This is part of a larger problem:
Prove that the sequence defined by $x_1=3$, $x_{n+1}={1\over{4-x_n}}$ converges.
I want to show that it is bounded below (by $0$ or something) and that it is decreasing, so by the Monotone Convergence Theorem it converges.
Does this seem like a valid strategy? My main concern is that I am not sure how to show the sequence is decreasing. I was thinking induction, but I don't know how to set that up for this case.
Best Answer
Claim. $x_n > x_{n+1}$ $\forall n \in \mathbb{N} = \{1, 2, \dots\}$.
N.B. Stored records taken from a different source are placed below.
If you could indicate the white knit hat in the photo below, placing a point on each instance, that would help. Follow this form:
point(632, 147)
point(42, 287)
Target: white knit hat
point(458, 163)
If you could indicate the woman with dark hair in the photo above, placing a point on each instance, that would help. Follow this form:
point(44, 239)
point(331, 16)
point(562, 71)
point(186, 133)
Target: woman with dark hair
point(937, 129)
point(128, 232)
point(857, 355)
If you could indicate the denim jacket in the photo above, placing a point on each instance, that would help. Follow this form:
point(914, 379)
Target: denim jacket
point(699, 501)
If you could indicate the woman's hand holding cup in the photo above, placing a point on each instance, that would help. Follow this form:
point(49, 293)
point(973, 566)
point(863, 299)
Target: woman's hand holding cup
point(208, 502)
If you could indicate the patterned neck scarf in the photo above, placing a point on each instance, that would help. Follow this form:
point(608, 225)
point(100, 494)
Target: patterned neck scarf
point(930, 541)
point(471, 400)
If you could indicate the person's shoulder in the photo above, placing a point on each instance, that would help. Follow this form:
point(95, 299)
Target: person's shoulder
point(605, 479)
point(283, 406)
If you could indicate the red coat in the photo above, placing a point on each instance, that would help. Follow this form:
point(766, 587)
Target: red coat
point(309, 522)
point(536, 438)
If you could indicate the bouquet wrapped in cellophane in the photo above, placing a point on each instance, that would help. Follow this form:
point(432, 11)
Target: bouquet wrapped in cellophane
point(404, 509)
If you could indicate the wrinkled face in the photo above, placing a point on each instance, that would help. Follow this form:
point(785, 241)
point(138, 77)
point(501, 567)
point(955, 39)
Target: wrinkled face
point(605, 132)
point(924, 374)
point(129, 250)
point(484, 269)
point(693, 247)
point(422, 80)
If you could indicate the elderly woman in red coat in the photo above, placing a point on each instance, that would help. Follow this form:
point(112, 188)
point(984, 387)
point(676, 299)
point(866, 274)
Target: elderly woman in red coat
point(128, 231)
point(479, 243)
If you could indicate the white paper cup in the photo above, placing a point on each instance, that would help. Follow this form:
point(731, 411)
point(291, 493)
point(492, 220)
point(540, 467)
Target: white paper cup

Proof. For $n = 1$, $x_1 = 3$, and $x_2 = \dfrac{1}{4-3} = 1$, so clearly, $x_1 > x_2$.
Suppose for an arbitrary $k \in \mathbb{N}$ that $x_k > x_{k+1}$.
Then observe that (as long as $x_{j} \neq 4$ for all $j \in \mathbb{N}$)
$$\begin{align} x_{k} > x_{k+1}\Leftrightarrow -x_{k} < -x_{k+1} \Leftrightarrow 4-x_{k}<4-x_{k+1} \Leftrightarrow \dfrac{1}{4-x_{k}}>\dfrac{1}{4-x_{k+1}}\Leftrightarrow x_{k+1}>x_{k+2}\text{.} \end{align}$$ Hence by induction, the claim is proven.